However, one of the biggest problems doctors face is that advanced heart failure is often hard to detect early. Many patients are not diagnosed in time, which means they miss the chance to receive the care they need.

A new study suggests that artificial intelligence, also known as AI, could change this situation. Researchers have found a new way to use AI to help identify patients with advanced heart failure more easily and more quickly.

The study was led by scientists from Weill Cornell Medicine, Cornell Tech, Columbia University, and NewYork-Presbyterian, and the findings were published on March 3 in the journal npj Digital Medicine.

At present, doctors rely on a test called cardiopulmonary exercise testing, or CPET, to diagnose advanced heart failure. This test measures how well the heart and lungs work together during exercise. It is considered the gold standard for detecting severe heart problems.

However, CPET requires special equipment and trained staff, and it is usually only available in large hospitals. Because of this, many patients never get tested. In the United States alone, it is estimated that around 200,000 people have advanced heart failure, but only a small number receive proper diagnosis and treatment.

The new study offers a possible solution to this problem. Instead of relying on complex exercise testing, the researchers developed an AI system that can analyze heart ultrasound images along with basic medical records.

Heart ultrasound, also known as echocardiography, is a common and widely available test. It uses sound waves to create moving images of the heart and helps doctors see how the heart is working.

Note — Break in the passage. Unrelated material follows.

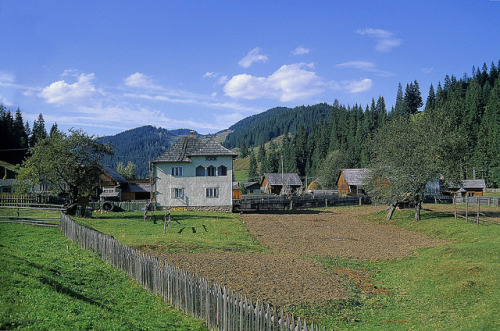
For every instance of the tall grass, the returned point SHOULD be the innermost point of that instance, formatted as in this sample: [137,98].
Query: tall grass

The AI system was designed to predict an important measure called peak oxygen consumption, or peak VO2. This value shows how well the body uses oxygen during exercise and is a key indicator of heart function. Normally, peak VO2 can only be measured through CPET, but the new AI model can estimate it using simpler data.

To build this system, the researchers trained the AI model using data from 1,000 patients with heart failure. The data included ultrasound videos, images of blood flow and heart valve movement, and information from electronic health records. After training, the model was tested on a new group of 127 patients from different hospitals.

The results were very encouraging. The AI system was able to predict high-risk patients with about 85 percent accuracy. This level of accuracy suggests that the method could be useful in real clinical settings. It means that doctors may be able to identify patients with advanced heart failure without needing complex and expensive tests.

Dr. Fei Wang, one of the senior authors of the study, explained that this approach uses information that is already available in routine care. This makes it much easier to apply in everyday medical practice.

Another researcher, Dr. Nir Uriel, said that if this method can identify patients who are currently missed, it could greatly improve patient care and outcomes.

This research is part of a larger effort to use AI in heart disease care. In recent years, AI has shown great promise in medicine. It can find patterns in large amounts of data that are difficult for humans to see. By working closely with doctors, AI experts are developing tools that can support decision-making and improve diagnosis.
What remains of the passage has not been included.